Gluten-Free Stovetop Macaroni and Cheese
In honor of Rustichella d'Abruzzo's NEW Organic Gluten-Free Corn Macaroni, we created the creamiest, dreamiest Gluten-Free Stovetop Macaroni and Cheese ever. When developing this recipe, we tested through all different kinds of starches and gluten-free flours, from potato and tapioca starch to rice flour. Our goal: create a silky, luscious cheese sauce that doesn't rely on an all-purpose flour-based roux.
What did we discover? The best gluten-free cheese sauce is one without any starches or alternative flours at all! We took a page out of our Bakery Director, Linda Jones', book and used cream cheese to stabilize the sauce (this is her trick for a quick, cheesy dip to pair with vegetables). A combination of cheddar and gruyère cheeses lend sharpness and nuttiness, creating a sumptuous sauce that coats each and every noodle for maximum stovetop macaroni and cheese enjoyment.

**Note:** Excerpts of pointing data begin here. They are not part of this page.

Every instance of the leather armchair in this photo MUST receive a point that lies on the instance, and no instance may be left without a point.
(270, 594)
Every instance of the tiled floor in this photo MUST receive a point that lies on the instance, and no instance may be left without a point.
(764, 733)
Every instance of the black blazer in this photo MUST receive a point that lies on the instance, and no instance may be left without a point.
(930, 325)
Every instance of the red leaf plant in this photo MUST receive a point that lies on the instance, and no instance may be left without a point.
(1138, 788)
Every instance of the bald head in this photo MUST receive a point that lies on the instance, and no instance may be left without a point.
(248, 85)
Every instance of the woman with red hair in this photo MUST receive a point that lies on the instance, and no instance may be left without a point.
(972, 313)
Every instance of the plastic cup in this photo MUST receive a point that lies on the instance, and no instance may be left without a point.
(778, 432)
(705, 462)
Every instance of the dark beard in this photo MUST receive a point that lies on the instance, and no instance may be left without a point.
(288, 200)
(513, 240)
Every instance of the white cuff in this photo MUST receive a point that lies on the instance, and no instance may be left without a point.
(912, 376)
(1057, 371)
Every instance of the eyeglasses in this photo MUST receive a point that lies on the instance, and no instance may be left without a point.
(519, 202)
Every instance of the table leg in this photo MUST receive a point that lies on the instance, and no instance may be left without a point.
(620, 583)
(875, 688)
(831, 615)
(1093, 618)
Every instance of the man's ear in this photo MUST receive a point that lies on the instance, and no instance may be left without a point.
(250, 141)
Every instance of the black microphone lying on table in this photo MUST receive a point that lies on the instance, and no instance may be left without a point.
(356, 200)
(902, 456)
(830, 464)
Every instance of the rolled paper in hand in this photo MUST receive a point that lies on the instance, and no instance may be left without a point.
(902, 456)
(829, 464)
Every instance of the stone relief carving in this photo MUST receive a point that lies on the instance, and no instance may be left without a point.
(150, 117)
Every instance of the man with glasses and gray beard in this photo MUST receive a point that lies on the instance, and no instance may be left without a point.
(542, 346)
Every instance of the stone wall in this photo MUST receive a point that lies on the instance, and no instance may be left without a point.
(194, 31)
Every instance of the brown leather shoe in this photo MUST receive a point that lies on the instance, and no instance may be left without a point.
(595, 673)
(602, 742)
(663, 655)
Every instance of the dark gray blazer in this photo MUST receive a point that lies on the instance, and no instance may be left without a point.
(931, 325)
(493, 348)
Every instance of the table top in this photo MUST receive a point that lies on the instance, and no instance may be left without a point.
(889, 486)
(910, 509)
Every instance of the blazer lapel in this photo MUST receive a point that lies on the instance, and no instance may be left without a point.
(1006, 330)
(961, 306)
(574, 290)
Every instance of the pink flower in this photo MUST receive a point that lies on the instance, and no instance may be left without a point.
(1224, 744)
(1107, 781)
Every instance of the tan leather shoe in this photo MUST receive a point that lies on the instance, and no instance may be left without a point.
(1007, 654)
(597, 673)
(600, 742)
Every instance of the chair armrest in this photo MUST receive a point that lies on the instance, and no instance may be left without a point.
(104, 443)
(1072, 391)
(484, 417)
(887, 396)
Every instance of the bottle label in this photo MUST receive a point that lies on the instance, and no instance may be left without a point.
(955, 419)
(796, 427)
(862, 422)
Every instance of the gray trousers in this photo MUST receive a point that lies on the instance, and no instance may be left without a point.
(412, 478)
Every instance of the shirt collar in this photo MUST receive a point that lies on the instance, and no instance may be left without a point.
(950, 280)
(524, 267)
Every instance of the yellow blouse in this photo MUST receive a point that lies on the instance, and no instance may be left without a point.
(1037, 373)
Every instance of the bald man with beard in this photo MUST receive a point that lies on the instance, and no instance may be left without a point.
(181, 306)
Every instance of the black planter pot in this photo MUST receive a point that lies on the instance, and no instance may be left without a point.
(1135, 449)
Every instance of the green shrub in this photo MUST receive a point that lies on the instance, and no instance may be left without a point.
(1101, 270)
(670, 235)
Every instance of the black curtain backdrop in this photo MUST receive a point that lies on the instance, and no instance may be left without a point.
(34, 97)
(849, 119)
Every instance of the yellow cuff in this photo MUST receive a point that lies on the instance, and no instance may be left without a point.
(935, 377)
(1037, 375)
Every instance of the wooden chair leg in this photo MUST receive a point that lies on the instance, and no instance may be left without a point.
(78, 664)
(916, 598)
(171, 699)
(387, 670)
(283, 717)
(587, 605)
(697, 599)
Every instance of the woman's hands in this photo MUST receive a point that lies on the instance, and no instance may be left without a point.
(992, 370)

Recipe, food styling and photography by Asha Loupy
- Prep Time: 15 minutes
- Cook Time: 15 minutes
- Total Time: 30 minutes
- One 8.8-ounce package Organic Gluten-Free Corn Macaroni from Rustichella d'Abruzzo
- 2 tablespoons unsalted butter, divided
- One small garlic clove, minced
- 1/2 teaspoon ground mustard powder
- 1 1/4 cups whole milk
- 4 ounces cream cheese
- 6 ounces sharp cheddar cheese, grated
- 2 ounces Antique Gruyère cheese, grated
- Pinch of Piment d'Espelette, plus more for finishing (optional)
- Sea salt and freshly ground Black Tellicherry Peppercorns, to taste
Bring a large pot of abundabtly salted water to a boil over high heat. Add the corn macaroni and cook until al dente, according to the directions on the box.
While the pasta is cooking, melt one tablespoon of the butter in a large skillet (big enough to hold the cooked pasta) over medium heat. Add the minced garlic and ground mustard powder and sauté for 30 seconds. Add the milk and bring to a gentle simmer. Reduce the heat to low and add the cream cheese, whisking until smooth. Add the cheddar and gruyère and continue whisking until the sauce is silky and smooth. Add the Piment d'Espelette, if using, and season with salt and pepper to taste. Keep the sauce warm on low heat.
Drain the corn macaroni and transfer the cooked pasta to the skillet with the cheese sauce. Stir to coat the pasta in the sauce. Don't worry if it looks like there is a little too much sauce, the pasta will absorb some of the sauce as it sits. Spoon into individual bowls and top with an extra sprinkle of Piment d'Espelette, if desired.